I had an epiphany in that moment, so profound I made a note on my iPhone to write a blog about it. One memory that is forever imprinted in my brain about drinking is the lack of tooth brushing I did. Gross, right? I mean of course, I brushed my teeth every morning while my head was pounding with a hangover, but during the nights or very early mornings after drinking I would never brush my teeth. There were countless nights where all I could do was crawl into bed with my make-up still in tact and my teeth unbrushed. Other nights I wouldn’t even remember putting myself to bed, but my mouth would remember in the morning. I would wake up with cotton mouth, dry and parched, like a desert in the middle of summer. At the same time, a taste of stale, strong alcohol would linger. Sometimes the taste stayed for hours, even after I brushed my teeth in the morning. Then there were the days that I stayed up all night partying well into the next day. 12pm would roll around and I got the sweater teeth sensation, but I’d still be drinking and wouldn’t care. Surprisingly, my overall oral hygiene wasn’t bad according to the dentist, but I assume that’s because I had kept up with it all my life aside from never drunk brushing.

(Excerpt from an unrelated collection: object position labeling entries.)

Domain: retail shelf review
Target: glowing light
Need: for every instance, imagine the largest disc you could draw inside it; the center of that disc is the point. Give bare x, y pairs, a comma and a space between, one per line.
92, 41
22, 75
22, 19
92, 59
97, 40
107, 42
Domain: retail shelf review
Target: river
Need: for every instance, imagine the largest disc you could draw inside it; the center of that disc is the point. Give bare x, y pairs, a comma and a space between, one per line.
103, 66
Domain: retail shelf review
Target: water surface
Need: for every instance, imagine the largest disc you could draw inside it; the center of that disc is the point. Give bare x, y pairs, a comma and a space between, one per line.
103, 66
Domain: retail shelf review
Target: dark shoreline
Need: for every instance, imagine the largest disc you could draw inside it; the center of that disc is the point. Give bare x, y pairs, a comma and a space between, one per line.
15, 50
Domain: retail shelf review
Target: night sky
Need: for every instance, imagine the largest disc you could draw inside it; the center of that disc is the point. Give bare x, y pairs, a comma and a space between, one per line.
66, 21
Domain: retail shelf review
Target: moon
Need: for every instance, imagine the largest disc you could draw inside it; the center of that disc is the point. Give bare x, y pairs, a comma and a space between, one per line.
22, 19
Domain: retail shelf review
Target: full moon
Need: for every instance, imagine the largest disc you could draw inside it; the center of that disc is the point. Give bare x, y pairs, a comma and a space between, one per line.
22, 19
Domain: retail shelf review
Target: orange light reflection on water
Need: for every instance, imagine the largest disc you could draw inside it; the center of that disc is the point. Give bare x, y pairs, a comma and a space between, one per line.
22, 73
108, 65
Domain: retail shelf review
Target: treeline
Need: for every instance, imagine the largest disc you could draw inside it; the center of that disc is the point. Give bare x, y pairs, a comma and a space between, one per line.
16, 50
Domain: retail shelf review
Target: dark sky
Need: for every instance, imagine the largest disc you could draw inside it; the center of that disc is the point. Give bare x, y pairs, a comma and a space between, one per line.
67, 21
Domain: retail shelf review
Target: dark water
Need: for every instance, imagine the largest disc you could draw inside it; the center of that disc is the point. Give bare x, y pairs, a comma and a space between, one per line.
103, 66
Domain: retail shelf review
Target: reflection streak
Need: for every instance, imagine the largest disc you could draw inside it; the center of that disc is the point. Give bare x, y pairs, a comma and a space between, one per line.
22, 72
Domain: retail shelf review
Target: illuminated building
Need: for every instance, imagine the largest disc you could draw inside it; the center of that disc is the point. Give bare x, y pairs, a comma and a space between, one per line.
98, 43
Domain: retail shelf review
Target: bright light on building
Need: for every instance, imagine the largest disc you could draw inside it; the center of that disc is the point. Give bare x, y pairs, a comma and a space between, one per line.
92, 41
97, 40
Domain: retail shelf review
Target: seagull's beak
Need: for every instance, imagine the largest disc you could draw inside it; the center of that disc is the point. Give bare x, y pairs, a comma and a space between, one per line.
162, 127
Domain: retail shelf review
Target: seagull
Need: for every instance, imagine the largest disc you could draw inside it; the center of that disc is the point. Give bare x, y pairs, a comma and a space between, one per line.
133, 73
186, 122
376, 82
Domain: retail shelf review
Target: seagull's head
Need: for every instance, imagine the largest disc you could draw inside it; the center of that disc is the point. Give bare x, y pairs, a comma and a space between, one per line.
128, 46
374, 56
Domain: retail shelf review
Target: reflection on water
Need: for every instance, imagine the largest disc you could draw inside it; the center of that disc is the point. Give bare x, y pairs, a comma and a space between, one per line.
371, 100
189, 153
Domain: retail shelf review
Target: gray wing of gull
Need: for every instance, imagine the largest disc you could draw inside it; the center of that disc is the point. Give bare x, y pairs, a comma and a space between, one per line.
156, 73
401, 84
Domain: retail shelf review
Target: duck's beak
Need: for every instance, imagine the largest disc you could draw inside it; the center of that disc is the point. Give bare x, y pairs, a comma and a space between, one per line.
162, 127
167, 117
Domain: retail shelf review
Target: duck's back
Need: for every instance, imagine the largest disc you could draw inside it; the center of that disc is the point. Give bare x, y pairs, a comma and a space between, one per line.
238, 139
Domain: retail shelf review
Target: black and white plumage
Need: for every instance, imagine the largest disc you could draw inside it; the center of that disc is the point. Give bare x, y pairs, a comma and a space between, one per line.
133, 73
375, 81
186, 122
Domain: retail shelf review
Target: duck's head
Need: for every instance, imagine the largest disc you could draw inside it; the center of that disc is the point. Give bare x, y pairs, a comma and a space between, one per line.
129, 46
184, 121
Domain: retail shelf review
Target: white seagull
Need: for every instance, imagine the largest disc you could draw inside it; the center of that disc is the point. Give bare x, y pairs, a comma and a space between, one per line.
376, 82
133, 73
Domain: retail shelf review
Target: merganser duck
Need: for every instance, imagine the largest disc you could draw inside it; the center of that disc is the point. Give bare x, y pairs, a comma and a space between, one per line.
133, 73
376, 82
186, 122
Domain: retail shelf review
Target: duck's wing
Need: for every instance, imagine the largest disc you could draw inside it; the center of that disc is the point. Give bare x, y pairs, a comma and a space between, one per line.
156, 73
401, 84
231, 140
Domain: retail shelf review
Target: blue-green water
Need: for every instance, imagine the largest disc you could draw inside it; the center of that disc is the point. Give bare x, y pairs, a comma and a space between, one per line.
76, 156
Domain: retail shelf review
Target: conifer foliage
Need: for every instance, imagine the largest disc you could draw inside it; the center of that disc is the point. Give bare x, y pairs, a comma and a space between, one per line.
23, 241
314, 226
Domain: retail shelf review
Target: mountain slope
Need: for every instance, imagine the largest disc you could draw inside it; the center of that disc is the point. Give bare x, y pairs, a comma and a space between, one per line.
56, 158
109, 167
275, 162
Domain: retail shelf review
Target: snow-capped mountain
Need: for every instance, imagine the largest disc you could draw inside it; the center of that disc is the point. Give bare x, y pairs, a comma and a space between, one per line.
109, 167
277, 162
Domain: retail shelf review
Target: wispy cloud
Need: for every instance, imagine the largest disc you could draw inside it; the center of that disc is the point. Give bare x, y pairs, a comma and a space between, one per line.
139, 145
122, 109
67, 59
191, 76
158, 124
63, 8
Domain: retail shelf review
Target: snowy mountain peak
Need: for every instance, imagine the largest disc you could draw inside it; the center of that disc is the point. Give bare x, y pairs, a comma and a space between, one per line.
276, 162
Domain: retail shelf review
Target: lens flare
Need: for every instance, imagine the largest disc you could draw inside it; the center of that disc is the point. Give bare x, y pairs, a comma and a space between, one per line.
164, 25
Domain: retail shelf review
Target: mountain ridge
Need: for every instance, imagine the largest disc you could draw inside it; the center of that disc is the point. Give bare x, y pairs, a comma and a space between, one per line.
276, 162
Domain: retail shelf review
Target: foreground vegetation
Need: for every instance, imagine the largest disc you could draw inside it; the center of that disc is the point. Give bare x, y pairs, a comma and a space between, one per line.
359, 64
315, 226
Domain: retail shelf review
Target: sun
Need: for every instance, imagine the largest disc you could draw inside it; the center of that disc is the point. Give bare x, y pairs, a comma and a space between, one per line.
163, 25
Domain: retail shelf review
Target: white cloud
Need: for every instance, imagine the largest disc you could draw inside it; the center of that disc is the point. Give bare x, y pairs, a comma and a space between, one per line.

It came to me on Tuesday night while I was brushing what a gift tooth brushing is. I get to do it whenever I want now. I remember to do it every night before I go to bed and even if I don’t, I don’t wake up with cotton mouth or the disgusting taste of stale alcohol that can’t be erased no matter what flavor of Colgate I use. Tooth brushing, a seemingly simple task that we learn when we’re children and most likely take for granted. While it used to make me feel like my life was out of control, it makes me feel good now. I felt grateful that night. I am grateful that I never have to feel ashamed about when the last time I brushed my teeth was, or be concerned about stale alcohol breath.

It was like all I wanted to do during my drinking years was wash away the disgusting alcohol mouth, but could never do so quick enough. What I didn’t know was that I was washing away more than just plaque. I wanted to wash away the smells and mistakes of the night before.

This realization makes me know just how sure I am that sobriety is for me, that this new way of life is what I was meant for. I don’t have to leave it up to chance whether my teeth will get brushed or not. The decision is in my hands now because I am always coherent. Tooth brushing has evolved from a heavy act of moral and soul cleansing, a desperate attempt to save myself from myself, and my drinking, into what it was always meant to be – a daily act of oral hygiene to prevent cavities and gum disease.

Brushing your teeth – how can something so simple and automatic be something so important to me now? Gratitude is something I am truly convinced I never experienced in my life until I got sober. I am grateful for something as small as having the choice to brush my teeth. When I am able to appreciate tooth brushing, I able to find gratitude in everything.